Baden ist im Iran in langer Kleidung mit Kopftuch angesagt. Auch jede Sportart, dazu gehören auch Kampfsportarten oder Klettern, müssen Geschlechter getrennt mit Kopftuch bestritten werden. Neulich hat eine iranische Fußballerin das Kopftuch im Ausland abgenommen. Das gab einen Aufschrei im Iran. Welche Strafe sie bekommt, weiß ich nicht. Und wer sagt, dass Baden in langen Klamotten ja nicht so schlimm ist, hat danach die Sachen aber nicht anlassen und frieren müssen.
Es gab immer wieder Proteste von Frauen, die sich auf die Straße gestellt und ihr Kopftuch abgenommen und auf einer Stange als Fahne geschwenkt haben. Die letzten kamen vor drei Wochen ins Gefängnis.
Frauen haben im Iran sonst wenig Einschränkungen. Sie dürfen genauso wie in Deutschland auch Auto fahren und als CEO oder Manager von großen Firmen dieselben Positionen wie Männer ausfüllen. Die Rate an Frauen in Chefpositionen  und leitenden Ämtern ist höher als in Deutschland, und es studieren mehr Frauen als Männer im Iran. Bis 1979 war ein Shah Staatsoberhaupt, und Kopftuch war keine Pflicht. Seither versuchen Frauen in größeren Städten die Kleiderordnung auszudehnen. Lockere Kopftücher, eng anliegende Mäntel, gekürzte Hosen und auch mal gar kein Kopftuch im Auto. Denn das Auto sei ja privater Raum und nicht öffentlich. Die iranische Regierung hat reagiert und zivile Moralpolizisten in Teheran eingesetzt. Die Teheraner wiederum haben daraufhin eine App zum Lokalisieren der Polizei wie bei uns die Blitzer-App programmiert.

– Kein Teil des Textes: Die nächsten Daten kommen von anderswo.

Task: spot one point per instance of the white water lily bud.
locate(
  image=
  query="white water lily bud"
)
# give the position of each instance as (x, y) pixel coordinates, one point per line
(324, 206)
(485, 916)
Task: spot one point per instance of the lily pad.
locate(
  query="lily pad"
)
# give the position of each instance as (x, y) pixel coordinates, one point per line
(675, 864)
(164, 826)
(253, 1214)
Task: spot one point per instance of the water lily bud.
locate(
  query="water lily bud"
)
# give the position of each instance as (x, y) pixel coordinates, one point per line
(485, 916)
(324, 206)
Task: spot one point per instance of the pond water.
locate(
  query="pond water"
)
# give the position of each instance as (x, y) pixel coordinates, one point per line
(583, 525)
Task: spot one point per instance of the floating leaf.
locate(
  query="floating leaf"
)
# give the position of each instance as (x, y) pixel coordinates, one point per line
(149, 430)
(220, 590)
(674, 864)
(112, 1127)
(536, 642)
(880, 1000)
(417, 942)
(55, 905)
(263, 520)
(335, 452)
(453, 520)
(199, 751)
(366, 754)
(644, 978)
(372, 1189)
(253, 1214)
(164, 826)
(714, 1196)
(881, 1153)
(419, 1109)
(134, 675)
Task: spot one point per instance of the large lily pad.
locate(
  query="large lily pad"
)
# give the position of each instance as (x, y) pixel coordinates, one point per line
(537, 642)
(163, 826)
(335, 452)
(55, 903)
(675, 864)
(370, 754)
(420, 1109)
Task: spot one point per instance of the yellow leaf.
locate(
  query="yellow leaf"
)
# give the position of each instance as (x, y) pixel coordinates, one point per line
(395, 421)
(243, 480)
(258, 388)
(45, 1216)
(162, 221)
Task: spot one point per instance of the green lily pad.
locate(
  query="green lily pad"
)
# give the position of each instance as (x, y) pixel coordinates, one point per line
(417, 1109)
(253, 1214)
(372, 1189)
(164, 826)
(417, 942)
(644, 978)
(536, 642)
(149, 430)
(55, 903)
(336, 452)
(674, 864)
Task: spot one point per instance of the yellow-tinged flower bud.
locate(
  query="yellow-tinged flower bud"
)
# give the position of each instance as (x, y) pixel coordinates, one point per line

Ich habe verschiedene Frauen und Männer in unterschiedlichen Provinzen gefragt, ob sie die Pflicht zur Hijab als richtig empfinden. Alle waren sich einig, dass es keine gesetzliche Pflicht, sondern eine persönliche Entscheidung bleiben sollte. Und so gibt es dann doch viel mehr Frauen als man denkt, die Hijab auch als Tradition im Iran und Teil ihrer Kultur sehen. So wie die Frauen in unserer Gastfamilie in Shiraz, die auch zu Hause Hijab tragen. Matthias durfte sie nie ohne Kopftuch sehen und so kam nur ich allein in den Genuss, mit den Frauen persönliche Fotos ohne Kopftuch, zum Beispiel beim Taekwondo mit weiblicher Trainerin, anschauen zu dürfen. Es fühlte sich ein bisschen so an als hätte ich Zutritt zu einem geheimen Versteck bekommen. Und ich wurde versöhnt mit den vielen Hijab-Strapazen der letzten Wochen.